I have come to learn that purchasing/invoicing for direct materials brought with it an array of complex use cases to solve (auto-ordering, inventory management systems, receipt-based invoicing, inventory returns, to name a few). But of all the important pieces needed for successful direct materials implementation, one stands out above the rest: fluid communication between you, your customer and your SMEs.
Why is communication so important with direct materials? Because at every phase of the implementation, you’ll need to regroup and ask if anything was missed. If something is missed, you’ll have to adapt, adjust and re-plan.
Below are a few tips from each phase of implementation to help you effectively plan, communicate and get started.
Requirements Gathering – In addition to your regular prep, consider doing a deep dive into inventory management. Each industry has unique materials to purchase, but due to their direct nature, you will need to track all of them to determine how much material is on hand for manufacturing products. Go over the demand signals for purchasing direct materials, which will come from various avenues such as on-demand, sales orders, inventory replenishment, etc. Then go over goods receipt-based invoicing. Understand how invoices are reconciled against each ordered item. These items will be important in designing the solution.
Designing the Solution – Think “big picture.” Always. You will be invested in designing for each area, use case and requirement. Take a step back and ask yourself how it all will come together. There will be many loops of information that will need to be accounted for via integration, process and timing. Consider using a level 0 mapping approach to break down each unique process and then incorporate it into big picture. Share the design with all cross-functional teams to help identify gaps in the design. Remember each customer knows their business best and will help identify blind spots.

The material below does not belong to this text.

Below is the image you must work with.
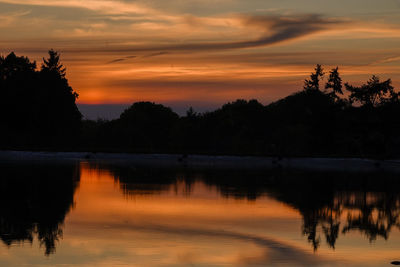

Testing – When you are ready for testing, keep an eye out for unit conversion and rounding. If you are importing orders from an external system, ensure their unit of measure in the external ordering system converts properly into the P2P platform and vice versa. Direct ordering requires meticulous inventory tracking and cost conversions to eventually calculate cost to create the end product. Communication among all teams is important during this phase to verify the solution is working end-to-end for all areas.
Move to Production – Testing is complete. Let’s move to production. Not so fast there! What about cutover planning? Direct processes are the organization’s most important day to day activities – what is the plan to transition to the new design? Will there be a freeze on ordering or paying invoices? Will two systems be running concurrently? Will one be sunset? How will end users prepare? Cutover planning will be critical to the success of any deployment and this will take time to plan.
You’ll need to determine all the directly impacted processes and teams, determine the timing for the team to transition and how they will exactly transition. Begin these conversations early, right after design. Careful planning and timed communications will ensure teams know when, what, and how to support cutover.
Go-Live – We always recommend having enough staff available to support this initial go-live and influx of questions. Now more than ever, is it important to have setup a support plan for incoming questions, end user issues and monitoring performance.
There’s so much that you can try to anticipate, but direct invoicing has high complexity that will need to be managed by all teams. Remember it’s a team effort, open communication between all parties will enable all teams to be successful.